Please don't boycott us - we'll give you an ARG

Jane McGonigal (key game designer in I Love Bees) officially announced her newest ARG, The Lost Ring, in a recent blog post on her Avant Games website. I hadn't really paid attention to The Lost Ring before now, but I find a lot of things curious about that post, and about this ARG in general.

First of all, I find an official announcement of an ARG pretty surprising. Granted, the ARG wasn't revealed in this way; it was revealed in the usual ARG-type manner via "strange packages" that were delivered to various people around the world (mainly USA, from what I gather). But in the past, puppetmasters have taken a silent, no-comment approach instead of an in-your-face "here are the steps I recommend you take if you want to get involved." Seriously, she actually gives you steps. But I'm getting ahead of myself.

What's really so odd about this ARG is that it was co-sponsored by the International Olympic Committee. The first sentence in McGonigal's blog post states that the ARG was created for the 2008 Beijing Olympics. Well, pretty cool break for Avant Games, to be honest. As McGonigal says, the Olympics brings the world together through sports, and this is a chance for her to make a truly global ARG—this one spans five continents, and all ARG content is going to be translated into eight different languages. That's huger than anything to date. So, as far as ARGs go, this is spectacular. But the fact that the IOC and McDonalds and an interactive marketing company called AKQA are among the big co-sponsors makes this ARG look like a "Come to Beijing! Don't boycott us!" gimmick. Even moreso when we look a little futher...

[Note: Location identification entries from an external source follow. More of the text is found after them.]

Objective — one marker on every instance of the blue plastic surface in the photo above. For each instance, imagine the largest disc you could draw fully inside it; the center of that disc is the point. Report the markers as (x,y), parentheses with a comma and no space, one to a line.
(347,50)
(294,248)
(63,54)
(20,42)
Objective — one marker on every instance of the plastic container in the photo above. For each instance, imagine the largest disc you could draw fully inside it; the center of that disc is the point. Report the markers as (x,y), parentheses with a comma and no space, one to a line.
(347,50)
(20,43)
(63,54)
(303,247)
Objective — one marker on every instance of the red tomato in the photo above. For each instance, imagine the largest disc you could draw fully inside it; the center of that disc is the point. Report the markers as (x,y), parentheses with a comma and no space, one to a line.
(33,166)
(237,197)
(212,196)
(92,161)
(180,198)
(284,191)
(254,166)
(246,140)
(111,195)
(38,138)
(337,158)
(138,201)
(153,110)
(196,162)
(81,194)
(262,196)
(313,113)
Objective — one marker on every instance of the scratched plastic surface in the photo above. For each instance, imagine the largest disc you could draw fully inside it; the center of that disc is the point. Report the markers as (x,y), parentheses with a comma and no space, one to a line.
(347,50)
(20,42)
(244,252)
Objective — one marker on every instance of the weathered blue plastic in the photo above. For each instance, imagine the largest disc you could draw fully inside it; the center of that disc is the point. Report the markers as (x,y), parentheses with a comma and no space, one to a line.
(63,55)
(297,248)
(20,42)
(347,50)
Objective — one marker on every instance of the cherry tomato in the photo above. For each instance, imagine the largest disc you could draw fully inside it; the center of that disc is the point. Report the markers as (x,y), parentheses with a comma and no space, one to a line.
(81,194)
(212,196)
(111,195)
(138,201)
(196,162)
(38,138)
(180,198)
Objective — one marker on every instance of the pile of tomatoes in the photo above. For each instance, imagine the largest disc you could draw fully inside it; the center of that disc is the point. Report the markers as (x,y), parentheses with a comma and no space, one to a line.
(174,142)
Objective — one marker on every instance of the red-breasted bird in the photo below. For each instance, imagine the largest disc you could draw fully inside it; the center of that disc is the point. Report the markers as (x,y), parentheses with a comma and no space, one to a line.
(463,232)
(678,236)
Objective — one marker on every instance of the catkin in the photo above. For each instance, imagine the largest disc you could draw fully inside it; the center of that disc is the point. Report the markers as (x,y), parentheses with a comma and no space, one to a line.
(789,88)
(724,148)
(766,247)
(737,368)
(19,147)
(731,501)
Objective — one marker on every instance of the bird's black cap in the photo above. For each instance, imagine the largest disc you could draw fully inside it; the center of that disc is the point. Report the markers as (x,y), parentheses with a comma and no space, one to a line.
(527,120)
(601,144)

Those "strange packages" obviously weren't enough. McGonigal said that they soon had 1,000 players, but that they wanted millions. ("They"?) I suppose this is why the puppetmasters spoke out, flashing the big "ARG ALERT" sign. I've seen ads for The Lost Ring on various social networking sites now. Step 1, as it happens, is to watch the ARG's trailer, which is truly cinematic. There is something wrong with the phrase "ARG's trailer." You can't even look at The Lost Ring's website (where a lot of ARG content is located) without first either watching or bypassing the trailer. Watch that trailer, and then compare it to the Year Zero trailer, which was more game content than anything else.

Having said all that, I think all the advertising is just a way to make people aware of the game and bring people to the main site where they can learn more. I've got no head for collective discovery, myself, and there is truly a lot to the game. Trailers and ads aren't part of the game, they're just gimmicks to bring you to the game. And, what do you know, maybe this game is a gimmick to bring you to the Olympics. Funny old world.


Anonymous said...

I think it's neat that the game is something that is international in the sense that everyone can participate via the internet, but is also interesting because it's something that brings people together in a more personal way while they're at the Olympics. I doubt that a game will draw people there, but it makes people less stranger and more companions if they are part of a game while they are there.

That being said, I doubt I will play because I don't have the patience for this kind of game. And I won't being going to Beijing any time soon.

Lapsura said...

Don't underestimate what will draw people. The 2005 ARG Perplex City offered a $200,000 prize to the person who discovered a buried Receda Cube. The purpose of The Lost Ring ARG, as I understand it, is to help a number of (fictional) amnesiac Olympic players recover their memories and reconstruct their lives. Nobody knows, at the moment, what that will be or what you might get for "winning."

Don't forget, ARGs aren't internet games; they are multi-media games. There is a physical aspect to them as well, like the artifacts represented by coloured dots on this map (some of which have been recovered). It's very easy to imagine this game leading people to Beijing—clearly not all players, but certainly people with the means and will to do so.